Create a strategy to encrypt your data to protect it before sending it over untrusted networks. Also, establish a cryptographic key to decrypt the data.
4. Comply with industry regulations
Industry regulators have a full range of protections in place that organizations must follow from cybersecurity to data privacy and protection. Whether GPDR, HIPAA, SOC2, or another standard, each has its own set of rules that govern how organizations manage personal data, such as how much data to collect and when to dispose of it. An organization that fails to comply with these standards risk facing hefty financial fines.
As you work toward compliance, schedule a pre-audit with a third party to help rule out any major issues before the official compliance audit.
5. Secure your supply chain
Supply chain attacks are becoming more frequent. Two recent high-profile data breaches that come to mind include:
- SolarWinds, is an IT security company whose software update was compromised before it was sent to customers and ultimately affected any company that downloaded and applied the update. The average cost of the attack on affected companies is estimated to be $12 million.
- Target, a US retailer whose credentials were stolen by a third-party vendor to gain access to the company’s customer service database, affecting 41 million consumers. The company was ordered to pay a $18.5 million multi-state settlement.
The rate of supply chain attacks is expected to increase in 2022, as low barriers to entry remain the biggest target. To prevent from such attacks getting at your data, establish a supply chain risk management team to vet each vendor you do business with and assess how they collect and use your data. This team can also look for vulnerabilities in the supply chain and set security protocols for working with third parties.
6. Manage software vulnerabilities
Software vulnerabilities result from poor design or code defects. Hackers use tools to scan for vulnerabilities to gain entrance into an organization. To prevent them from getting into your network and at your data, implement the following practices:
- Practice secure coding.
- Build automatic security testing into the entire software development process.
- Immediately apply patches to address vulnerabilities.

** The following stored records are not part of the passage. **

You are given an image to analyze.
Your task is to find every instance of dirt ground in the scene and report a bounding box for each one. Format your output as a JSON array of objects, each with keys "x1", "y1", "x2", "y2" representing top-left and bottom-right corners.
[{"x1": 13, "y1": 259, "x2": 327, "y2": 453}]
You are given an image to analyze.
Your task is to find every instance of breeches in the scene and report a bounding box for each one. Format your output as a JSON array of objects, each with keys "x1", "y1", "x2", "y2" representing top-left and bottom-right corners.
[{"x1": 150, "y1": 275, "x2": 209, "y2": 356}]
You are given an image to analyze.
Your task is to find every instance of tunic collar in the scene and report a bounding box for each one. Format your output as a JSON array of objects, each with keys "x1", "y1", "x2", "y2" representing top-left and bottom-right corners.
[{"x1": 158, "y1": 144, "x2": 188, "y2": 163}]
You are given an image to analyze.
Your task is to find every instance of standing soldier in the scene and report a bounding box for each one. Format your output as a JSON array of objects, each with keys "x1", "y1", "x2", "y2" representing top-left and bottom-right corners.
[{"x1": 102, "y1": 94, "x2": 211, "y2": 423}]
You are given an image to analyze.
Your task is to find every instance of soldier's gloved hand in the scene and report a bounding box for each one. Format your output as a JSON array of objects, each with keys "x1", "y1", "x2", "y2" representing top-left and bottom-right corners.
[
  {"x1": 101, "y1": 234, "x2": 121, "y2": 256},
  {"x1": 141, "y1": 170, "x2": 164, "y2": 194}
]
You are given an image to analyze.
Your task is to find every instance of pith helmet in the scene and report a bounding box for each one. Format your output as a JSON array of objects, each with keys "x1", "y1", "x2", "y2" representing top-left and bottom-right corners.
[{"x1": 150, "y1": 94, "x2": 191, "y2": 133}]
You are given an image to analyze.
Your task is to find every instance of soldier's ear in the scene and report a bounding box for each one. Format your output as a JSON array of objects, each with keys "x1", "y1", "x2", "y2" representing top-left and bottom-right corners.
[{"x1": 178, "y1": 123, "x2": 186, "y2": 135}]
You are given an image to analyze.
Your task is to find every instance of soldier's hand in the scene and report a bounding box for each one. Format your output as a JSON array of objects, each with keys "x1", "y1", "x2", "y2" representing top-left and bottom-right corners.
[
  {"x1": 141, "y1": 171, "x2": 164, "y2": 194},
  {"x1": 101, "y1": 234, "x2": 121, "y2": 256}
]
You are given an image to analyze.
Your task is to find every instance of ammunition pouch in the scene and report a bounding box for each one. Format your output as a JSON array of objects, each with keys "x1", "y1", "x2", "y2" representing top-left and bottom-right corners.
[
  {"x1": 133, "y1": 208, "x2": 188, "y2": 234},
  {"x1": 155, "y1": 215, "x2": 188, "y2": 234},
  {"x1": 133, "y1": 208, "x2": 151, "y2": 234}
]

- Secure your data endpoints—your devices where your most valuable data tends to be least protected.
Remain vigilant over your development and IT practices to ensure your teams keep your data and information secure.
7. Train employees on data privacy practices
Human error is one of the biggest factors that contribute to cybersecurity breaches. According to a recent report, the average cost of human errors that result in data breaches is $3.3 million. Yet only 38 percent of global organizations prepare themselves to manage a sophisticated cyber attack.
Position your employees as your first line of defense against cyber attacks. Provide data privacy awareness training as part of your cyber security awareness training program. Focus on the following topics and include any others that are specific to your organization’s data and cybersecurity needs:
- Handling PII and sensitive data
- Data privacy laws
- Industry requirements for data privacy
- Password policies
- Phishing and other social engineering scams
- Reporting a cyber threat, attack, or data breach
Choose a solution that leverages data analytics and delivers timely, engaging, and relevant content in small bites right in the workflow. This approach makes it easier for employees to learn, understand, and apply the lessons when confronted with a potential threat. It also gives them the confidence to know how to recognize and react to a threat.
Observe Data Privacy Day every year
This January 28 and every January 28, take time to observe Data Privacy Day in your organization. Remind your employees to follow safe data handling practices. And follow our tips to protect your organization’s PII and sensitive data.
Although training your employees on data privacy practices is the last item on the list, it may just be the most important one. Provide cybersecurity awareness training that includes data privacy training. It’s just the glue you need to hold your data privacy protection strategy together.